In order to estimate f. the true fraction of smokers in a large population. Someone selects n people at random. His estimator Mn is obtained by dividing Sn. The number of smokers in his sample by n, i.e., Mn = Sn/n. So, he chooses the sample size n to be the smallest number for which the Chebyshev inequality yields a guarantee that:
$$P(|M_n-f|\ge\varepsilon)\le\delta$$
Where epsilon and delta are some prespecified tolerances. Determine how the value of n recommended by the Chebyshev inequality changes in the following cases.
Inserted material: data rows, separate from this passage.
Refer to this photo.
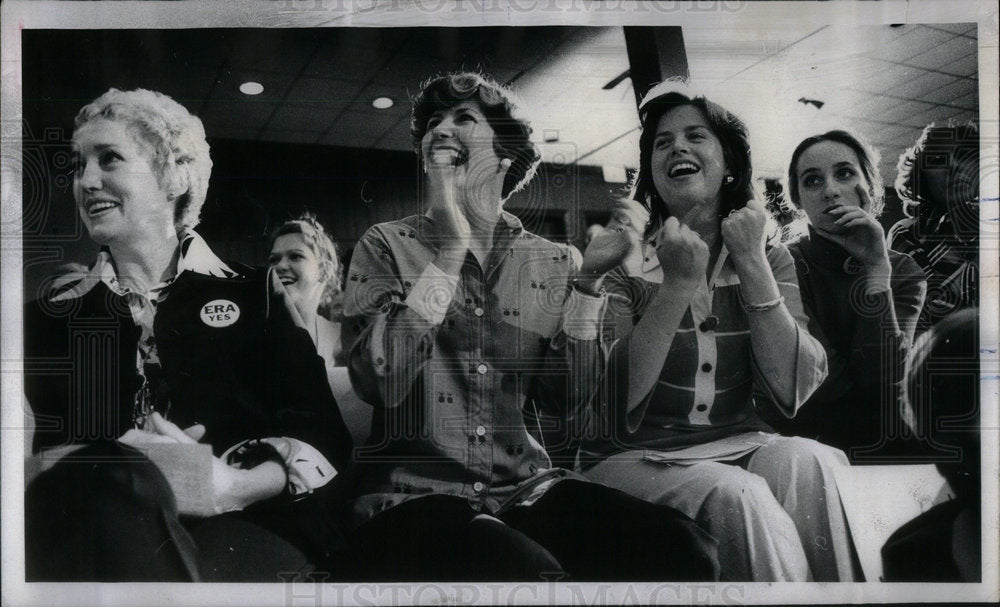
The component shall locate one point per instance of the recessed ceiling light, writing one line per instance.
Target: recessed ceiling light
(251, 88)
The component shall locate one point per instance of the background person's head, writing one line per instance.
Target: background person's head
(511, 133)
(941, 169)
(734, 187)
(825, 171)
(170, 139)
(306, 262)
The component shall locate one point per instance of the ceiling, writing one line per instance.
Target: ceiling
(886, 82)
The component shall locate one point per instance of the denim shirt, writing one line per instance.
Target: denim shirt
(452, 364)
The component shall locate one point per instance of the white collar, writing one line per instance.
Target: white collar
(194, 256)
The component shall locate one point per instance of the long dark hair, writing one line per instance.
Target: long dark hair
(512, 133)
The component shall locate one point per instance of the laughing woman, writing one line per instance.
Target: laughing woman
(713, 321)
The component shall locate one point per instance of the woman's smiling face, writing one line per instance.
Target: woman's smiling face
(117, 191)
(687, 162)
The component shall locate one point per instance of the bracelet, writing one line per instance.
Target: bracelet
(767, 305)
(601, 291)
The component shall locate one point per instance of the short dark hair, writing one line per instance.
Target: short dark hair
(962, 141)
(513, 133)
(868, 158)
(726, 126)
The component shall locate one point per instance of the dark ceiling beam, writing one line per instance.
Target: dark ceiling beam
(654, 54)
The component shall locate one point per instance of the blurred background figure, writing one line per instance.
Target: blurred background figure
(938, 182)
(305, 261)
(862, 298)
(942, 403)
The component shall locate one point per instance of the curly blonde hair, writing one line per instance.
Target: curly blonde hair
(175, 138)
(325, 250)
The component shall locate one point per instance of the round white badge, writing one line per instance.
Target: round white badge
(219, 313)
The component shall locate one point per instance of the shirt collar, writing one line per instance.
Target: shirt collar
(194, 256)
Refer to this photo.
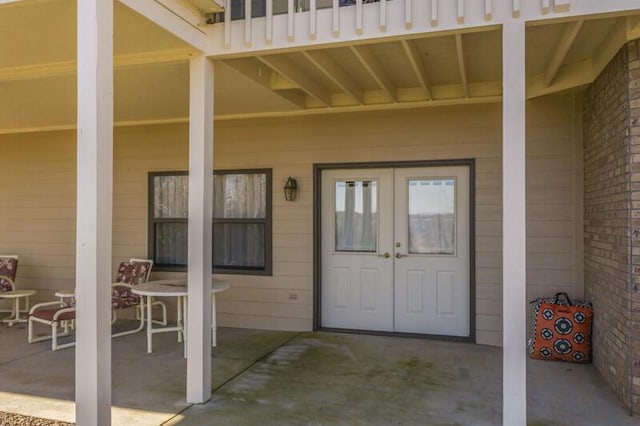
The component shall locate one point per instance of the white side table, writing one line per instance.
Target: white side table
(15, 296)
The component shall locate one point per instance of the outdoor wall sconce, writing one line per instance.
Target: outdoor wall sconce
(290, 189)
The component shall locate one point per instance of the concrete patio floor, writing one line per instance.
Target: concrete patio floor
(269, 378)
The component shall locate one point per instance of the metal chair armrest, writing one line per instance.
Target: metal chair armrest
(9, 280)
(45, 305)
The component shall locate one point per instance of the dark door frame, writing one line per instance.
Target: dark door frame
(317, 232)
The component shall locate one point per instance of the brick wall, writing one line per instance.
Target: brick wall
(612, 221)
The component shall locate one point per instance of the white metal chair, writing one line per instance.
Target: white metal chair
(8, 270)
(53, 314)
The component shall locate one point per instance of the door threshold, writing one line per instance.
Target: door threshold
(463, 339)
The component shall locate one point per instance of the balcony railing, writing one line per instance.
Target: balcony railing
(276, 23)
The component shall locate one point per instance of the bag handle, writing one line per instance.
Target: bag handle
(566, 296)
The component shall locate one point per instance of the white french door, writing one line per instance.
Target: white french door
(395, 250)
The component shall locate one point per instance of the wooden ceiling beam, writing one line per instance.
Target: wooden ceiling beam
(370, 62)
(560, 53)
(416, 61)
(286, 67)
(332, 70)
(54, 69)
(261, 74)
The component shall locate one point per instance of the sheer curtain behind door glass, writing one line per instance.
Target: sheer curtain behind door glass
(356, 216)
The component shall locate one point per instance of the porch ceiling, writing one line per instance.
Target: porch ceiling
(38, 49)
a) The value of epsilon is reduced to half its original value. b) The probability delta is reduced to half its original value.
As discussed in comments, the random variable $M_n$ has mean $f$ and standard deviation $\sigma_n=\frac{\sqrt{f(1-f)}}{\sqrt{n}}$.
The standard form of the Chebyshev Inequality (please see Wikipedia) says that $$\Pr(|M_n-f|\ge k\sigma_n)\le \frac{1}{k^2}.\tag{1}$$ Suppose that we want to leave $\delta$ unchanged, but want to shrink $\epsilon$ by a factor of $2$. So in the notation of (1) we want to leave $\frac{1}{k^2}$ unchanged, meaning we want $k$ to be unchanged.
Since the original $\epsilon$ is $k\frac{\sqrt{f(1-f)}}{\sqrt{n}}$, to shrink it by a factor of $2$ while leaving $k$ unchanged, we need to multiply $\sqrt{n}$ by $2$, so we need to multiply $n$ by $4$. Shrinking the width of the confidence interval is expensive!
Now it's your turn to find how $n$ should change if $\epsilon$ is unchanged, but $\delta$ changes to half its previous value.